Salesforce CEO Marc Benioff Rejects Fears That AI Will Eliminate White‑Collar Jobs

At the 2025 AI for Good Global Summit, Salesforce CEO Marc Benioff emphatically rejected widespread narratives forecasting mass layoffs of white-collar workers due to artificial intelligence. He framed AI as a force for radical workforce augmentation rather than displacement, urging a shift away from “alarmist” predictions that, in his view, misrepresent how enterprises like Salesforce are using AI.
Benioff contrasted his stance with that of other tech leaders such as Anthropic’s CEO Dario Amodei, who has anticipated the replacement of up to half of entry-level jobs within five years. Unlike these dystopian forecasts, Benioff has seen no evidence of customers downsizing staff due to AI, and he emphasized the need to move beyond fear-based assumptions.
Internally, Salesforce has paused hiring for engineers, lawyers, and customer service roles to allow AI tools to fully integrate and deliver productivity gains. In parallel, the company is expanding its sales team by 1,000–2,000 positions to support growing AI adoption among small and mid-sized businesses, which Benioff believes are poised for a surge due to AI-enabled capabilities. Many existing employees have been reskilled and transitioned into AI-centric roles, with more than half of recent hires coming from internal transfers.
Benioff further highlighted that AI now performs roughly 30% to 50% of Salesforce’s routine work, covering engineering, analytics, customer support, and marketing. He said this has allowed teams to focus on higher-value tasks while maintaining hiring flexibility in other strategic roles.
In alignment with this perspective, Salesforce’s response has been to prioritize “human+AI collaboration” by integrating Agentforce, its AI assistant platform launched in late 2024. Agentforce now handles a significant volume of support queries within the company, although human agents still manage a slightly higher share of customer interactions.

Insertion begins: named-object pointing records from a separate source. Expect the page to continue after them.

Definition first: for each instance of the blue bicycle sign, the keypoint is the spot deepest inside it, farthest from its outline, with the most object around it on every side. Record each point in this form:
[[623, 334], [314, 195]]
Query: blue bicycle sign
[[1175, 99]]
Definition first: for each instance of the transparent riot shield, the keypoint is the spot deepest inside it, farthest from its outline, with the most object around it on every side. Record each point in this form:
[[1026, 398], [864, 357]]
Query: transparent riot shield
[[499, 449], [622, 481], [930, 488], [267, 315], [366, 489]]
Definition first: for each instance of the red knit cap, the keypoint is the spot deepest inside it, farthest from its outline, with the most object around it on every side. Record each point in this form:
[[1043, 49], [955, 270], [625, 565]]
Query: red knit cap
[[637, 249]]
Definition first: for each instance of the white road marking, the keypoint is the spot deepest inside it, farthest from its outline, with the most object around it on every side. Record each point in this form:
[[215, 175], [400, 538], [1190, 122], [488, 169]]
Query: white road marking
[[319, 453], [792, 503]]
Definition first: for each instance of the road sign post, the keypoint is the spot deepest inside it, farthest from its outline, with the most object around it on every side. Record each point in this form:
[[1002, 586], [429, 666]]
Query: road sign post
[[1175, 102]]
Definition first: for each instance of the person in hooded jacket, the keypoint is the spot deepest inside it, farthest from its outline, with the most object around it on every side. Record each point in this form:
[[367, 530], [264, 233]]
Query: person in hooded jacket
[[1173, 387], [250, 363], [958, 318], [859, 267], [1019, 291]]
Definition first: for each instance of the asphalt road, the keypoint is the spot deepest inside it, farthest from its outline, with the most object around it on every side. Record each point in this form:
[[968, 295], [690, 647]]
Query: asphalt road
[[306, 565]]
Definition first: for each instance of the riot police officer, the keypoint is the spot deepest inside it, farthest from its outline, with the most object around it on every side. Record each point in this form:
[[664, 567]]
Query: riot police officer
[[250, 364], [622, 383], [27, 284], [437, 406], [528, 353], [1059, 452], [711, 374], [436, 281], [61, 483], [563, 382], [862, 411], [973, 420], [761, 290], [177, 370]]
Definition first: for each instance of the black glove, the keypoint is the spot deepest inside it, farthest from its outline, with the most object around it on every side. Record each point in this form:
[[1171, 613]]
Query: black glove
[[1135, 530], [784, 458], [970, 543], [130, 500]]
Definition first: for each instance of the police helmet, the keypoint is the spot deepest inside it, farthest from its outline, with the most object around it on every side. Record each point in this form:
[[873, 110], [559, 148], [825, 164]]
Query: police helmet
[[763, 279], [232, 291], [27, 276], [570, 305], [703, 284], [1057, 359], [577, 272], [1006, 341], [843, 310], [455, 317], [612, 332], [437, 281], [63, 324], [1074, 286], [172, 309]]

While acknowledging AI’s transformative impact, Benioff also emphasized its limitations—AI systems can hallucinate, lack true understanding of context, and require ongoing oversight and human editing to maintain quality. He warned that calling AI agents “workers” risks misleading perceptions and underestimating the unique value that human employees bring.
Benioff’s message reflects a broader leadership philosophy: under his watch, AI is seen as a tool to supplement human creativity, judgment, and empathy—not to replace them. He has called for intentional, values-driven deployment of AI, stressing that technology should enhance human connection and innovation rather than undermine it.